The Auditor General's report which was tabled in the House of Representatives on Tuesday revealed that bad management practices have cost Petrojam hundreds of millions of dollars.
The report covers the management of the entity during the tenures of both the last People’s National Party government and the current Jamaica Labour Party administration.
PSOJ President Howard Mitchell told RJR News on Wednesday that he was very concerned about the findings, which reflect “a breach of a fiduciary duty” and of “the appointed board members, and … the Permanent Secretary, and it’s a breach with other people’s money.”

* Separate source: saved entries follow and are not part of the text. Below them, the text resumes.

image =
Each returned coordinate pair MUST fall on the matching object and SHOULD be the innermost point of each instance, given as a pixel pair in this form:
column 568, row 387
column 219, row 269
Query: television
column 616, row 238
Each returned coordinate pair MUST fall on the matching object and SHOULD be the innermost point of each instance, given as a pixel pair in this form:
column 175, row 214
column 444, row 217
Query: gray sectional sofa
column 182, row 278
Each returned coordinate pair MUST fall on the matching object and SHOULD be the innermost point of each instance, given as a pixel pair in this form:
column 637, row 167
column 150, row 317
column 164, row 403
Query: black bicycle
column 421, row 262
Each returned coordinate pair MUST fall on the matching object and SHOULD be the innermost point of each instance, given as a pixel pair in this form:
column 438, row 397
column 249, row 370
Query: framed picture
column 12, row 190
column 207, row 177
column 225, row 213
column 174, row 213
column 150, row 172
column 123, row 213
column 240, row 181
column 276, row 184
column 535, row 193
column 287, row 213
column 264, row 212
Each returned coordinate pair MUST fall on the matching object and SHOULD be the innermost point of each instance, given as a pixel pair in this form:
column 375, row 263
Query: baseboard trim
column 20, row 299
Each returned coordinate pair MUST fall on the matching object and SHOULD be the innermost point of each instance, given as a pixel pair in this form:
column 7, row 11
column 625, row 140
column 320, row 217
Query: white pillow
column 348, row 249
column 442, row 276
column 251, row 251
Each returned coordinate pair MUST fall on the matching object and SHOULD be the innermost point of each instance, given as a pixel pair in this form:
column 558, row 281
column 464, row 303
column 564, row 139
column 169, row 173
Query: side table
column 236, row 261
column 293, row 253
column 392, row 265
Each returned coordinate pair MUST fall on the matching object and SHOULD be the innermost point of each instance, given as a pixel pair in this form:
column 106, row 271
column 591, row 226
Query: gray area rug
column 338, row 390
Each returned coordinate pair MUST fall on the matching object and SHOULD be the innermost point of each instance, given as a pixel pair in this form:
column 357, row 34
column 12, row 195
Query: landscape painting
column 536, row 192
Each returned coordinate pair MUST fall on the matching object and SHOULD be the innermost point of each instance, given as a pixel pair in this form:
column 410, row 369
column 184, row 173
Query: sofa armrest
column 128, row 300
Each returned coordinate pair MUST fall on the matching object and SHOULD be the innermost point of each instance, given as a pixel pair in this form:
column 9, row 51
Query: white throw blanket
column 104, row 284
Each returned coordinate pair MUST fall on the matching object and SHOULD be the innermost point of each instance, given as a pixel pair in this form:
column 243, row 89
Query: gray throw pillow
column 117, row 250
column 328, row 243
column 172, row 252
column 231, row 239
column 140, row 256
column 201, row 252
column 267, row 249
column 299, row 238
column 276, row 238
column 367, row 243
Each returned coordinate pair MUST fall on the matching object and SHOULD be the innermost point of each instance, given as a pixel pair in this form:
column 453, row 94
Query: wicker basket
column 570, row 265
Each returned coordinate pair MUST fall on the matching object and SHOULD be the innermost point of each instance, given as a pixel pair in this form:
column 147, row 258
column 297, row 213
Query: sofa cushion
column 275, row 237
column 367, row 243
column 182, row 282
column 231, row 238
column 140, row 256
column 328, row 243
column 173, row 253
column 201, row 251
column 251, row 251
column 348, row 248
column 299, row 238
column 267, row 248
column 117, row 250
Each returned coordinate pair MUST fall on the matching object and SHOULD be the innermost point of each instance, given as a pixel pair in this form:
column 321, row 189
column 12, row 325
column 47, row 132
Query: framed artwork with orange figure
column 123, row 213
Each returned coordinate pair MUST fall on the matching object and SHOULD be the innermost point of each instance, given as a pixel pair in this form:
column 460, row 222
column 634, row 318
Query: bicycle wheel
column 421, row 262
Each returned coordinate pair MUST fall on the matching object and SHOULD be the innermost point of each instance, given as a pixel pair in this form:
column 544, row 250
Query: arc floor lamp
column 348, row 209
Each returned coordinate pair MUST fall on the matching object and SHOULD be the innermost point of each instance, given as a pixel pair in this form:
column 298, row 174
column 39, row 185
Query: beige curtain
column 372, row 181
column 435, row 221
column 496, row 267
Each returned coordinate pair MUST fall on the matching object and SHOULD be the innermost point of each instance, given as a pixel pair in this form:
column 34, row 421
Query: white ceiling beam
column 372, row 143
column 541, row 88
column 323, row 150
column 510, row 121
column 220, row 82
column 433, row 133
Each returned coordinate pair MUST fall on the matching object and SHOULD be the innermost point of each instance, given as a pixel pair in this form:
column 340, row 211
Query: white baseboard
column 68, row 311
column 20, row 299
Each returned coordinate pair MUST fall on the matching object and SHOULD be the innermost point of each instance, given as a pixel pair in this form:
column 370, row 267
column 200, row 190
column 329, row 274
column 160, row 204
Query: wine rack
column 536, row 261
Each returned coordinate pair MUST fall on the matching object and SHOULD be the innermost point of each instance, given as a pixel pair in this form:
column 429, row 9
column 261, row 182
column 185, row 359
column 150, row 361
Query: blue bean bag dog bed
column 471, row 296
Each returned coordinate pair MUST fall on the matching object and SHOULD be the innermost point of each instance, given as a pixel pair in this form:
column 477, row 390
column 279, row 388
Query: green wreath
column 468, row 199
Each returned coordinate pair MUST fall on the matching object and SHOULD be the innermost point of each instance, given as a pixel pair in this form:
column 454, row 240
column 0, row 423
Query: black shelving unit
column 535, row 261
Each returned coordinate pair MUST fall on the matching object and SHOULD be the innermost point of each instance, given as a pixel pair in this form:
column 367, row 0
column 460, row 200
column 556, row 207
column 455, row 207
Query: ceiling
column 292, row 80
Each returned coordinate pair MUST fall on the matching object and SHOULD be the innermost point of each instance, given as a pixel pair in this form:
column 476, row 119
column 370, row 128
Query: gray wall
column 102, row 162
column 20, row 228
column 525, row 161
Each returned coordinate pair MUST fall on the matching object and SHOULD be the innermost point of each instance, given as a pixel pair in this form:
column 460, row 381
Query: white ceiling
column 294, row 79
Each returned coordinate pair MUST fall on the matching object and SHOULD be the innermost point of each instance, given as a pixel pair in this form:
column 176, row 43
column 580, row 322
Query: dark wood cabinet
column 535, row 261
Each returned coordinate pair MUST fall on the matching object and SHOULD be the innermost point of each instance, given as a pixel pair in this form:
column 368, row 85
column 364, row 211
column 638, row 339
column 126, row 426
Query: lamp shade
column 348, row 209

Such breaches had cost the country too dearly over the years, “and it’s time to enforce the rules,” he stressed.
Meanwhile, Auditor General Pamela Monroe Ellis has determined that poor planning and imprudent management decisions at the State run oil refinery contributed to significant delays in the commencement and execution of four major capital investment projects.
The four projects comprised the construction of a Petroleum Testing Laboratory, the replacement of the North Perimeter Fence, rehabilitation of the Main Docking Facility and the F-2 Furnace replacement.
Mrs Monroe Ellis said the poor decisions resulted in costs significantly exceeding the initial contract sums.
For example, the original contract for the rehabilitation of the Main Docking Facility was agreed at $783.6 million.
However, the total amount spent to date is $1.23 billion.
The Auditor General said the contract sums for the projects amounted to $1.5 billion with cost over-runs on the construction of the Testing Laboratory, rehabilitation of the Main Docking Facility and the F-2 Furnace replacement totaling $615.7 million.
For the replacement of the perimeter fence, Mrs Monroe Ellis said Petrojam made a bad decision costing $67 million in excess of the original estimate, which pushed the total loss in value on the four contracts to $682.7 million.
When the construction of the wall came up for discussion at Parliament's Public Administration and Appropriations Committee in June, Telroy Morgan, Petrojam's Acting Manager of Refinery Optimization and Business Support, explained that changes in the scope of work led to increases in the estimate.
The Auditor General has also raised concern about the procurement methodologies used for the award of contracts under the four major capital investment projects.
Mrs Monroe Ellis said Petrojam not only breached the procurement guidelines, but also would have deprived itself of the opportunity to ensure that it selected the most suitable contractors, at the best price, to maximise the potential to obtain value for money.
She said for the 16 contracts reviewed under the four projects, Petrojam either did not provide the rationale or provided insufficient justification for its use of the Direct Contracting and Direct Contracting Emergency procurement methodologies.
The government, in the meantime, has given a preliminary response to the Auditor General's report.
Cabinet is yet to discuss the document.
At Wednesday's Post Cabinet media briefing, Information Minister Senator Ruel Reid, said the government will not shy away from responding to the findings and acting on them.